We are all familiar with the sanctuary of Lourdes, one of the main Marian pilgrimage sites in the world, especially those who have travelled with the diocesan pilgrimage which under normal circumstances is in August every year, or maybe, have been independently.

Lourdes, or more specifically the Grotto at Massabielle, is where the Blessed Virgin Mary appeared to Bernadette Soubirous, a sickly, uneducated but devout fourteen year old girl from a poor destitute family. In total there were eighteen apparitions from 11th February 1858 to 16th July 1858.  

Whilst out collecting wood at the side of the River Gave, Bernadette heard a noise like a wind and then saw a Lady dressed in white dress and veils with a blue belt and a yellow rose on each foot, the Lady was in a niche in the rock side some three metres above the ground. Startled and frightened, Bernadette made the sign of the cross and began to pray the rosary with the Lady. When the prayer ended, the Lady vanished.

At the third apparition, the Lady spoke for the first time and asked Bernadette to come to the Grotto for fifteen days. The Lady also told Bernadette that “she did not promise to make her happy in this world, but the next”.

The eighth apparition on Wednesday 24th February was an especially important one in terms of the message of Lourdes. The lady told Bernadette “Penance, Penance, Penance, pray for sinners. Kiss the ground as a penance for sinners!”. This very much influenced the remainder of Bernadette’s actions over the remainder of the apparitions and indeed for the rest of her life.

On the following day, there were about three hundred people at the Grotto, where they witnessed Bernadette going on her knees, kissing the ground intermittently, to the back of the grotto and there scraping in the mud and trying to eat or drink it, she also eat the bitter herbs that were growing there. When questioned about it later she replied, “It is for sinners”. After Bernadette had left the Grotto, some of the people went to see what she had been doing at the back of the grotto, there they found water bubbling up from where Bernadette had been digging, this turned into the spring which to this day flows at around 27000 litres daily.

On the 25th March, Bernadette returned to the grotto, remarkably, the Lady revealed her name as “The Immaculate Conception”. A name that Bernadette would have been ignorant of, as this name had only been declared four years earlier by Pope Pius IX.

During the period of the apparitions and for some time after, Bernadette was questioned intensely by the authorities and the church, she was put under immense pressure to change her story of the apparitions and deny them. However, she was completely resolute, she never wavered in the consistency of her answers and showed no fear of the stern authorities and doctors.

Due to the attention that Bernadette continued to get from the public, those both pious and disbelieving along with the plain curious, Bernadette at the age of sixteen moved into the convent of the Sisters of Nevers in Lourdes, where she learned to read and write, eventually joining them to become a nun.
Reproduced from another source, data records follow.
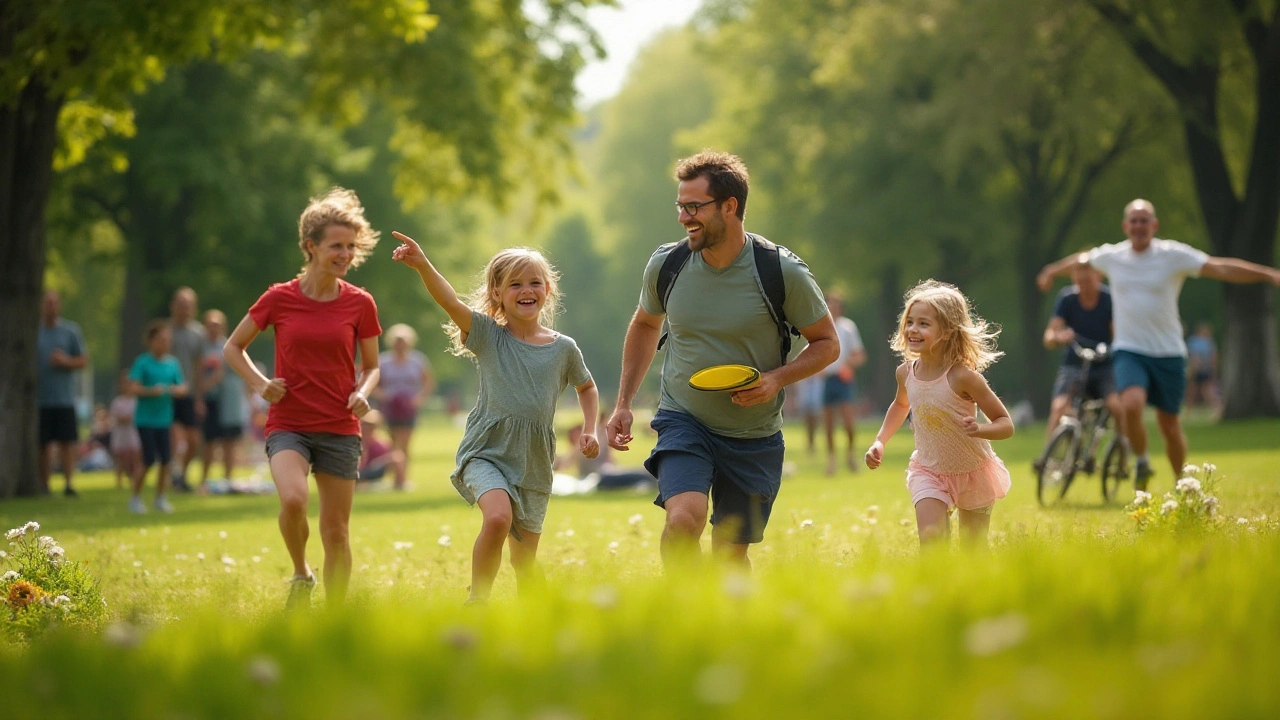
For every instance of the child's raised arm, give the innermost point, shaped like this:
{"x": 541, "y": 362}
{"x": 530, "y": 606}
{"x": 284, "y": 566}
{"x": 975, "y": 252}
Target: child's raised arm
{"x": 894, "y": 419}
{"x": 973, "y": 384}
{"x": 410, "y": 253}
{"x": 589, "y": 399}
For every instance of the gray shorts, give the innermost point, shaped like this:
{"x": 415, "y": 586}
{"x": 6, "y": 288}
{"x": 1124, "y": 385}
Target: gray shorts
{"x": 528, "y": 507}
{"x": 327, "y": 452}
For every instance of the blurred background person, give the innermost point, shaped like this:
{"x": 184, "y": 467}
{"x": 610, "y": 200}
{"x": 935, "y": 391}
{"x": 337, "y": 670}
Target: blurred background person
{"x": 223, "y": 395}
{"x": 188, "y": 349}
{"x": 60, "y": 351}
{"x": 1202, "y": 368}
{"x": 126, "y": 446}
{"x": 405, "y": 386}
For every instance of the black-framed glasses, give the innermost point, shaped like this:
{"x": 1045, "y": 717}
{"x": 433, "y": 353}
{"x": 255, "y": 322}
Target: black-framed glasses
{"x": 691, "y": 208}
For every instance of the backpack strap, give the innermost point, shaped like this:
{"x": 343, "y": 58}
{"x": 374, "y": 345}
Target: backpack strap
{"x": 768, "y": 277}
{"x": 671, "y": 267}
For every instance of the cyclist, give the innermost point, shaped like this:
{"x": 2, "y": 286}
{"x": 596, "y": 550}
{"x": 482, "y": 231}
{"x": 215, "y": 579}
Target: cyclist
{"x": 1082, "y": 314}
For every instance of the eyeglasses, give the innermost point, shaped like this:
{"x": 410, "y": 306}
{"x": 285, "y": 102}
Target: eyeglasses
{"x": 691, "y": 208}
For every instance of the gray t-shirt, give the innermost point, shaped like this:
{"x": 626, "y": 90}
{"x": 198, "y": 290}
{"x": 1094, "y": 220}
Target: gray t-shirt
{"x": 718, "y": 317}
{"x": 55, "y": 387}
{"x": 512, "y": 424}
{"x": 190, "y": 342}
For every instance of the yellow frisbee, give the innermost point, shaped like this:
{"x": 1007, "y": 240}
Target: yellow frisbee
{"x": 720, "y": 378}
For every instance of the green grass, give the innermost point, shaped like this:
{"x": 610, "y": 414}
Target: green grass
{"x": 1072, "y": 614}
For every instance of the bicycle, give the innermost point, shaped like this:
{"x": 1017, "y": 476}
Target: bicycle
{"x": 1074, "y": 445}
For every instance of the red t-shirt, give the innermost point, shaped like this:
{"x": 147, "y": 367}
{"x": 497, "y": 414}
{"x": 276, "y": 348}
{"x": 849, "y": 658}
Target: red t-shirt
{"x": 315, "y": 354}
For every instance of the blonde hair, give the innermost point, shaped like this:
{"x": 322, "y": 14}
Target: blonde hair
{"x": 487, "y": 297}
{"x": 338, "y": 206}
{"x": 401, "y": 331}
{"x": 967, "y": 338}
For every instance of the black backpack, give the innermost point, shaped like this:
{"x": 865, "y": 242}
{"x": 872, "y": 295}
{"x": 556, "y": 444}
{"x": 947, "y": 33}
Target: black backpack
{"x": 768, "y": 278}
On 4th July 1866, Bernadette left Lourdes for the last time, on a journey by train that took three days including two overnight stops, arriving at the mother house in Nevers where she was to spend the remainder of her life on 7th July. In October 1867, she made her religious profession. It was customary to give newly professed nuns an assignment away from the Mother House, but in Bernadette’s case the Mother Superior and Bishop Forcade decided that It would be better to keep her in the Mother House to protect her from the curiosity of the public. Bernadette was to work in the convent infirmary, where she had already spent some time as a patient. Bishop Forcade also gave her the “Job of Prayer”.
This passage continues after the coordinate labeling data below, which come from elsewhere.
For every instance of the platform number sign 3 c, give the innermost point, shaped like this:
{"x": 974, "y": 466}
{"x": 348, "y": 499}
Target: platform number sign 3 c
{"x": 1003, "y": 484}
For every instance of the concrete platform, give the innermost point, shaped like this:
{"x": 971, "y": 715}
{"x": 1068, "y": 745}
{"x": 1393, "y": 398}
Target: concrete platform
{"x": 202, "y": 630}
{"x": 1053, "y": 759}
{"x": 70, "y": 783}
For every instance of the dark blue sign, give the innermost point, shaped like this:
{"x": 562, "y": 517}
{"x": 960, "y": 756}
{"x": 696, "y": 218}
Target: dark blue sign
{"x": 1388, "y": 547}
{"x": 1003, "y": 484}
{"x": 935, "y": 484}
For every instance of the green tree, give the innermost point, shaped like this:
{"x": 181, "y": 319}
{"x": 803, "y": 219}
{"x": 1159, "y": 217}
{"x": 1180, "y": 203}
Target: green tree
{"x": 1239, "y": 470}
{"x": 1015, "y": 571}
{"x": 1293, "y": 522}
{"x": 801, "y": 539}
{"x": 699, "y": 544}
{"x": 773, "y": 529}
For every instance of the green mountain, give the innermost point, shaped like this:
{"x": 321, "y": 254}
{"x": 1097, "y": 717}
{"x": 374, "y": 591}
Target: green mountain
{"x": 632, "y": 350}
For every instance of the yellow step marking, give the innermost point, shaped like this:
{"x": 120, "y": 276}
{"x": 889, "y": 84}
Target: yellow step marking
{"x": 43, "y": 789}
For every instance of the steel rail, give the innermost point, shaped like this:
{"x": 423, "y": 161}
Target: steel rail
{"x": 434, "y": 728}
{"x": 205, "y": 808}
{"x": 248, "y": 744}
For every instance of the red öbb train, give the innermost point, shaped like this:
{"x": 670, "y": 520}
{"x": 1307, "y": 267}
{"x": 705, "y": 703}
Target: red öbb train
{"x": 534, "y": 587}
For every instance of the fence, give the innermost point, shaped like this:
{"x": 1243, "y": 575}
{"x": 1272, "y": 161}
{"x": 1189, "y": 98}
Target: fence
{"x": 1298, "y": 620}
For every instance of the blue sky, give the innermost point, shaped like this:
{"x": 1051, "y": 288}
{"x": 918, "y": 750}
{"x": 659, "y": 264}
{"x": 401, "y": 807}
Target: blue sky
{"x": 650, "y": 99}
Bernadette had a great love of caring for the sick, but she became sick herself, being diagnosed with tuberculosis of the knee, and so spent time in the infirmary as both patient and nurse. She did “her work” in this, accepting all crosses, for sinners, in an act of perfect love. “After all, they are our brothers.” During long sleepless nights, she united herself with the Masses celebrated throughout the world, she offered her suffering, through Mary, with her eyes fixed on the crucifix: “That is where I find my strength.”

Bernadette died on April 16th 1879, her dying words were “Blessed Mother of God, pray for me, a poor sinner”
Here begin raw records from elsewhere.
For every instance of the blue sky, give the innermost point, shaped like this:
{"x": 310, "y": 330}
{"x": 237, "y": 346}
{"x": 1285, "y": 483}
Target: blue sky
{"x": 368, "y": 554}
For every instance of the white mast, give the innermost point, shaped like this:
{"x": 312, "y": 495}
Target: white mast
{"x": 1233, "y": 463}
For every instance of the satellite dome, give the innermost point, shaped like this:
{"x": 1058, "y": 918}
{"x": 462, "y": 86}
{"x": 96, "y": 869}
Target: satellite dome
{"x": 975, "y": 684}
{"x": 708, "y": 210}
The Church proclaimed her a saint on 8th December 1933, not for having been chosen for the Apparitions, but for the way in which she responded to that grace during her life.

During the apparitions, Our Lady asked for people to go in procession to the Grotto, and since then many millions of pilgrims have visited Lourdes for the processions and to take the healing waters. Sadly, we cannot travel ourselves this year and we have heard from the Rector of the Sanctuary of Lourdes, Mgr Dumas, that the Shrine is once again closed to all but the very local residents.

Once Bernadette had moved to Nevers, she never returned to Lourdes, but said that “every day I go to my dear Grotto in spirit and make my little pilgrimage there”. During this time, we too, can “go to the Grotto in spirit”.

We are assured that all the chaplains of the sanctuary will be praying throughout the day to bring before God, through the intercession of Our Lady of Lourdes, all intentions received at the shrine. Let us pray for all involved in Lourdes and that we too may soon be able to go in procession as the Blessed Virgin requested.